Memo to the Supervisor

    As the New Year fast approaches — and on the heels of what could perhaps best be called an upbraiding by voters in November — East Hampton Town Supervisor Bill Wilkinson and his two-member majority on the town board are no doubt taking stock of where they stand and thinking about what they might do differently in 2012.
    The supervisor and his board majority, as a group, do not seem temperamentally inclined to seek the opinions of those who could be seen as adversaries. Still, government, to function at its best, should be a collaborative process in which opposing views are heard and considered. And so, in that spirit, we offer a few thoughts about how the board might more effectively lead us and ease the partisan acrimony in our community.
    Here is our suggested list of resolutions:
    • Wean the town budget off the use of surpluses
    • Halt the sale of irreplaceable town assets
    • Restore the rate of community preservation fund land acquisitions to pre-crisis levels
    • Decline Federal Aviation Administration money and bring all parties together to seek limits to aircraft noise
    • Commit in earnest to the East Hampton Town Trustees’ fight to safeguard public beach access
    • Work with the trustees to provide better storage for nonpolluting watercraft
    • Begin work on a comprehensive strategy to deal with sea-level rise
    • End closed-door, one-party discussions of town issues
    • Slow down decisions on controversial matters
    • End the practice of “walk-on” board resolutions (except in cases of real emergency)

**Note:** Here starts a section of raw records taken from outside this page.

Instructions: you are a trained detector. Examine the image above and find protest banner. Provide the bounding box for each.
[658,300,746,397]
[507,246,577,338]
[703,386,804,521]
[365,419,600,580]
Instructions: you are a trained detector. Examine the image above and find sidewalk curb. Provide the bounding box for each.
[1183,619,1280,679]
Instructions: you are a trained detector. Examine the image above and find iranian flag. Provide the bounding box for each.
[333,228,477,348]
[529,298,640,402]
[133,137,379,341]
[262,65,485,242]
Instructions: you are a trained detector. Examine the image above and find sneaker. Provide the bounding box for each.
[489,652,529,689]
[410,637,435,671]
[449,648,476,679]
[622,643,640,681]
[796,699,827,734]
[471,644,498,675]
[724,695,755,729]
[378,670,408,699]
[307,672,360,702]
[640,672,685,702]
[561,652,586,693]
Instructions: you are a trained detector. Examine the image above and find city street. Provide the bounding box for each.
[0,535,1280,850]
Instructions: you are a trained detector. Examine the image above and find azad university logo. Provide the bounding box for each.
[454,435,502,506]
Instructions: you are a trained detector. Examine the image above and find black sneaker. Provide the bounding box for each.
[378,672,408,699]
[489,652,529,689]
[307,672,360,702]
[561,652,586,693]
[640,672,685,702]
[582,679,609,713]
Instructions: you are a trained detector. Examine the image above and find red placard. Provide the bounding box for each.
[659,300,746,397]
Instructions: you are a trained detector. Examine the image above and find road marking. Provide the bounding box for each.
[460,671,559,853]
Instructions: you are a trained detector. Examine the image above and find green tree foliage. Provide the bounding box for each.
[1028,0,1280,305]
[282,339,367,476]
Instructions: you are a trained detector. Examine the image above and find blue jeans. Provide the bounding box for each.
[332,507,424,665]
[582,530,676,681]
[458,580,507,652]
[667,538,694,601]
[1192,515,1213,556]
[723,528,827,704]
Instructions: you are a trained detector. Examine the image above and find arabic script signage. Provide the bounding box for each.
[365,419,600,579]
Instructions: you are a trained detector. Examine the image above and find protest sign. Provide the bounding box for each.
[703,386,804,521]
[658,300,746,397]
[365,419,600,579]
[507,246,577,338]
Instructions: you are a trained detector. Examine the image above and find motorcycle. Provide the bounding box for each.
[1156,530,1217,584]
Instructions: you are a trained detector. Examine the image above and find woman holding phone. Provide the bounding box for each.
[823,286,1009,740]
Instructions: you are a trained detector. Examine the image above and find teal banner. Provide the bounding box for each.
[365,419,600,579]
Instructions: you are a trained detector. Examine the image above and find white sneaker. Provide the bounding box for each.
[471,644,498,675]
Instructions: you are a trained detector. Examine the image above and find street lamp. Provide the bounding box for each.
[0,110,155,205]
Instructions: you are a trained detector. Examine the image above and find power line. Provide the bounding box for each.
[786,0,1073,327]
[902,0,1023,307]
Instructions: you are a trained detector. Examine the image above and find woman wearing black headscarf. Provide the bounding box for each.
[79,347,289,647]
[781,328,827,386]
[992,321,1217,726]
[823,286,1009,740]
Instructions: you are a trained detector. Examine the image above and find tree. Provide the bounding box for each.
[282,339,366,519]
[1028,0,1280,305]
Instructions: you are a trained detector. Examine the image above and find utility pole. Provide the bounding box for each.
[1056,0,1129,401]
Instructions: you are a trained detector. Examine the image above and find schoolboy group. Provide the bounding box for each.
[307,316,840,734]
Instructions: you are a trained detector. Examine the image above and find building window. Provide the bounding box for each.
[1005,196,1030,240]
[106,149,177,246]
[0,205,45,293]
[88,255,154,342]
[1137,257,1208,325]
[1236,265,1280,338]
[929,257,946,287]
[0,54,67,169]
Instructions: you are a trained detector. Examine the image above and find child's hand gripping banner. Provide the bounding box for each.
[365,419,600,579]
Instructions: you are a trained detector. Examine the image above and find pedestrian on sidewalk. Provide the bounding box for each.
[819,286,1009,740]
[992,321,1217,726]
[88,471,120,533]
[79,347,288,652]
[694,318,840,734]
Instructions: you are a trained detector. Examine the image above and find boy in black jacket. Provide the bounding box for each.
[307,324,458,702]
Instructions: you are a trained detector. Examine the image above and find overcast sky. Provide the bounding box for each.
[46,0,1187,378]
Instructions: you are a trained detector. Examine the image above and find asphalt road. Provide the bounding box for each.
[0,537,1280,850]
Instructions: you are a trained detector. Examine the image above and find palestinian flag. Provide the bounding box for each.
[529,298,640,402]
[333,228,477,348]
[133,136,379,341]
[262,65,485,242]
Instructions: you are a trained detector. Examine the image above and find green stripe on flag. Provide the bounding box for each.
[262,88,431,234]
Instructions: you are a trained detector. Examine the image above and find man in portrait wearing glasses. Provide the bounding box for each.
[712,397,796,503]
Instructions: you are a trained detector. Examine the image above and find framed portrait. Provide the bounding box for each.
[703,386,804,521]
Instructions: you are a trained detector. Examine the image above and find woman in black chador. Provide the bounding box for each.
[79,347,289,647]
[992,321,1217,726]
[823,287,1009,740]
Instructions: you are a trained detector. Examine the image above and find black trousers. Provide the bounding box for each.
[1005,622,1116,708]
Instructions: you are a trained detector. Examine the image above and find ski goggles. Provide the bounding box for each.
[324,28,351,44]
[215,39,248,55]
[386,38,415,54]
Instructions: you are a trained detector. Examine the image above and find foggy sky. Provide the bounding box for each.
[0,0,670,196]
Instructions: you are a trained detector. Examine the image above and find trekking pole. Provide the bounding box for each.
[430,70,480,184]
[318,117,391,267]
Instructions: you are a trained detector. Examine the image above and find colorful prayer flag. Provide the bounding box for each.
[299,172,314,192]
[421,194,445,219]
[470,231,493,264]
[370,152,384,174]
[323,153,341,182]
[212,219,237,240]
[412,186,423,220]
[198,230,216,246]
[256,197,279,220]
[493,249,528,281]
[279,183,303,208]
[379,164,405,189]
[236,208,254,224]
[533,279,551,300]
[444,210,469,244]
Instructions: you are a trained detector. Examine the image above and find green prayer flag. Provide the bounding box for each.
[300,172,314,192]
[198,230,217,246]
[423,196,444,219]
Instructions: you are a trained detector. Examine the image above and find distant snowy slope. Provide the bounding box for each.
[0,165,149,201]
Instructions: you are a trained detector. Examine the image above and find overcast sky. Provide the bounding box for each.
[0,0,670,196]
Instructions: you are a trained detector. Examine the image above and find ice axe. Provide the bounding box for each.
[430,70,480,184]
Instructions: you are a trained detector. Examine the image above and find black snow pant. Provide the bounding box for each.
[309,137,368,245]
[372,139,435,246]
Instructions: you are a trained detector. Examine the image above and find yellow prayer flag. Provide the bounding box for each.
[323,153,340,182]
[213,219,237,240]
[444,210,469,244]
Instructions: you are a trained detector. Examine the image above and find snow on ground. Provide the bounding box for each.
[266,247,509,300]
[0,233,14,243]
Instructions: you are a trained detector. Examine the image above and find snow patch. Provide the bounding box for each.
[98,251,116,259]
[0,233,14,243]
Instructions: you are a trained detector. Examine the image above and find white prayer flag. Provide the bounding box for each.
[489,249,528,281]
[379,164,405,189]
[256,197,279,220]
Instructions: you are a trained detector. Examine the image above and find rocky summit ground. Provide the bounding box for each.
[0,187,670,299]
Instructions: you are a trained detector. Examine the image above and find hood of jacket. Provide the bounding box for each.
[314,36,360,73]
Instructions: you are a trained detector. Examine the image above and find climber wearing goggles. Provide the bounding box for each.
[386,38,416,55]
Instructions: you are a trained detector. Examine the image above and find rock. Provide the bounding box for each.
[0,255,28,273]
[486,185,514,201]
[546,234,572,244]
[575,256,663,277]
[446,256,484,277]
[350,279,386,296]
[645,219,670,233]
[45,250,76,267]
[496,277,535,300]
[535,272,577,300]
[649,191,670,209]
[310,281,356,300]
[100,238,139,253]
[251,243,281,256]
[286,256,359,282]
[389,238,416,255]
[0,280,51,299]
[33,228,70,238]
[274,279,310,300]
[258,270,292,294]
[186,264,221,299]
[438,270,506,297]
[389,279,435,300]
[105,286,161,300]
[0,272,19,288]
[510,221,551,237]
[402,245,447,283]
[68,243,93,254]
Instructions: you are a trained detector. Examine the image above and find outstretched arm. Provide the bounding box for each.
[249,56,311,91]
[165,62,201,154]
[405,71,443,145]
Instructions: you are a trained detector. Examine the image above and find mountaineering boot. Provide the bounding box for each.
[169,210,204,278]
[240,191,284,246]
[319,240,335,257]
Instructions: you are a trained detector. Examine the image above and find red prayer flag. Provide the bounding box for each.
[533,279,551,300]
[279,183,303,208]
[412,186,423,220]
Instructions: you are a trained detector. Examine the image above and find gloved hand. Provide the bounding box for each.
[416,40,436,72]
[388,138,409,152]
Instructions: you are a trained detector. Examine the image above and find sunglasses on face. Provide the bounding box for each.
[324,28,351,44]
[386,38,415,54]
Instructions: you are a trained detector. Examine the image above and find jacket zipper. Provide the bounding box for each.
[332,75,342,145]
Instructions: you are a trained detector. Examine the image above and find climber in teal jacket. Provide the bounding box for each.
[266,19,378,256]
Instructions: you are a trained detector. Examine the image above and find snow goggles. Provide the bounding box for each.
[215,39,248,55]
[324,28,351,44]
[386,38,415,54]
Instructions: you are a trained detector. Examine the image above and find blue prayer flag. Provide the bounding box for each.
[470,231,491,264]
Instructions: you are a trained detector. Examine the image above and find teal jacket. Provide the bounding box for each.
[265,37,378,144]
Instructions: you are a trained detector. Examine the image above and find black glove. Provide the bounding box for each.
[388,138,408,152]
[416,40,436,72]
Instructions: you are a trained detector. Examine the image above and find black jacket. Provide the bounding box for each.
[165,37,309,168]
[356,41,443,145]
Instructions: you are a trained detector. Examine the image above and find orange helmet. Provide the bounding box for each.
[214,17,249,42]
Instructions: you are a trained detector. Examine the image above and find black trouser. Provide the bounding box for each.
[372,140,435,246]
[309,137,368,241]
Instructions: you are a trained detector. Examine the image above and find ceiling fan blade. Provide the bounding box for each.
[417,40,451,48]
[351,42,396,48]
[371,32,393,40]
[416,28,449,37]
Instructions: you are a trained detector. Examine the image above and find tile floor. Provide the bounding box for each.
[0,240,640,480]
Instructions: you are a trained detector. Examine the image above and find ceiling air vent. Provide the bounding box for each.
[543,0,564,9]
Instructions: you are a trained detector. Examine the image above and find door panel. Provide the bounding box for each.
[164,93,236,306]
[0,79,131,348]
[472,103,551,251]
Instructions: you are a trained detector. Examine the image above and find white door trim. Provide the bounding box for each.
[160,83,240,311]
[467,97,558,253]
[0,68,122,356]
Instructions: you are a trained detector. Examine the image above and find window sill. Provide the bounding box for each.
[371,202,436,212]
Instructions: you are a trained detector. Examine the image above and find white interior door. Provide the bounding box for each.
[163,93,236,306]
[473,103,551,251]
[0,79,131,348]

    • End the illegal growth of businesses in residential neighborhoods
    • Eliminate illegal signs and other prohibited eyesores
    • Restore social-service and arts funding
    • Restore recycling collection in town parks and other public places
    • Seek to limit illegal, multiple-family rentals
    • Abandon the general assault on the zoning code
    • Develop additional, dispersed ocean-beach parking
    • Restore the Amagansett Life-Saving Service station and open it to the public
    • Express meaningful support for the Planning and Natural Resources Departments
    • Appoint people to boards and other leadership roles based on their qualifications, not their political stripe
    • Return nonpartisan, nonideological procedures to the Ordinance Enforcement Department
    • Take steps to limit political and outside influence on the town attorney’s office
    • Improve Building Department permitting procedures
    • Manage town employees with support and positive guidance, not browbeatings
    • Create procedures for better communication with the public in hurricanes and other natural disasters
    • Expand and enforce a program to limit septic runoff to local waters
    Certainly, the board also deserves credit, as the year draws to a close, for its accomplishments in 2010 and 2011. These jobs well done include holding the line on town expenses, improving efficiency at Town Hall, helping the Springs School with space for its pre-K, and getting the inlets dredged. Yet so much can be done to improve town government’s relationship with the public and its protection of neighborhoods, quality of life, and the environment — if Mr. Wilkinson and the board only wish it.